When Cale left the VU in 1968, he took these drones to his production of Nico's tour-de-force, The Marble Index; the first Stooges album; and his collaboration with Young's contemporary Terry Riley, The Church of Anthrax. LaMonte Young himself has remained an elusive, hermetic figure, only partly by choice: currently performing in New York with a rock group, he finds record company backing elusive. He has just released The Second Dream of the High Tension Line Stepdown Transformer, drones for eight trumpets and mutes. (For a good introduction to his work, find his five hour The Well Tuned Piano set with accompanying booklet.)
Hearing this wealth of esoteric material is one way to recapture the first, taboo thrill of hearing The Velvet Underground and Nico, and is one way of disentangling the group's music from its legend.
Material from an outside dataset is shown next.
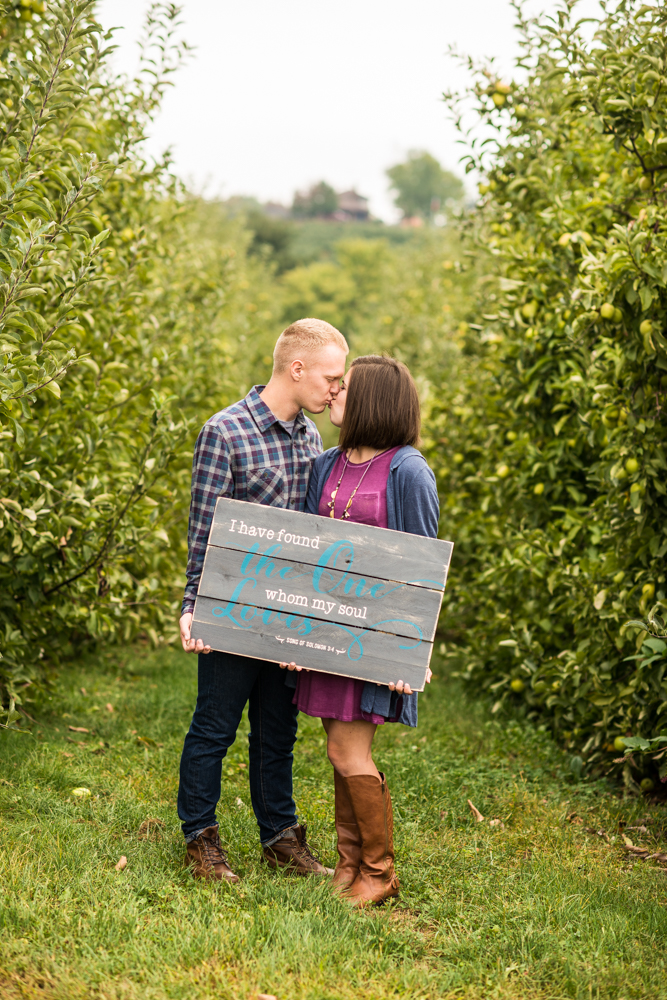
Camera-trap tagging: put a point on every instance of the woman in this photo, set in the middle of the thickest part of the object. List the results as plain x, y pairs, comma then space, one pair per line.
375, 476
The simple fact is, to hear the record in 1968 was to be let into a secret world, once you'd got past the first frisson of pure evil. (Like the sleeve notes say, 'the flowers of evil are in full bloom with the Exploding Plastic Inevitable'). Like every other great pop record, it changed your life.
Hooked, you then followed the Velvet's epigrammatic, spiritual path, through the sheer, physical rendering of nihilism (I Hear Her Call My Name), through the solipsism of faith ('There are problems in these times/Oooh but none of them are mine') to the transcendence of pure pop ('Despite all the computations/You could just dance to a rock'n'roll station/And it was alright'). This simple affirmation was all the more powerful for being hard-won.
So what did the Velvets do? They helped to enfranchise women as instrumentalists in pop groups, as opposed to featured singers (although they had one of those as well, and what a strange tale that is); introduced a whole strain of contemporary American classic music to a wider market; wrote some wonderful, enduring songs; laid down a marker which no art-pop group has since been able to ignore. Without The Velvet Underground I would never have: visited New York; read Delmore Schwartz; heard LaMonte Young and Terry Riley; perhaps even become a writer.
The Velvet Underground stand at the point where the archaic, immediately postwar culture of repression and exposé! meet the full implications of the 60s: sexual freedom, social mobility, pop as the motor of the culture industries. If tragedy stalks their story, it's because they, and many others at the same time, were exploring uncharted waters. Now that we think we know everything about pop, it is easy to tie up their story into a neat, Late Show, style package: this omits any account of the group's courage, which is the reckless courage of all those who, both then and now, refuse to be content with the world as it seems.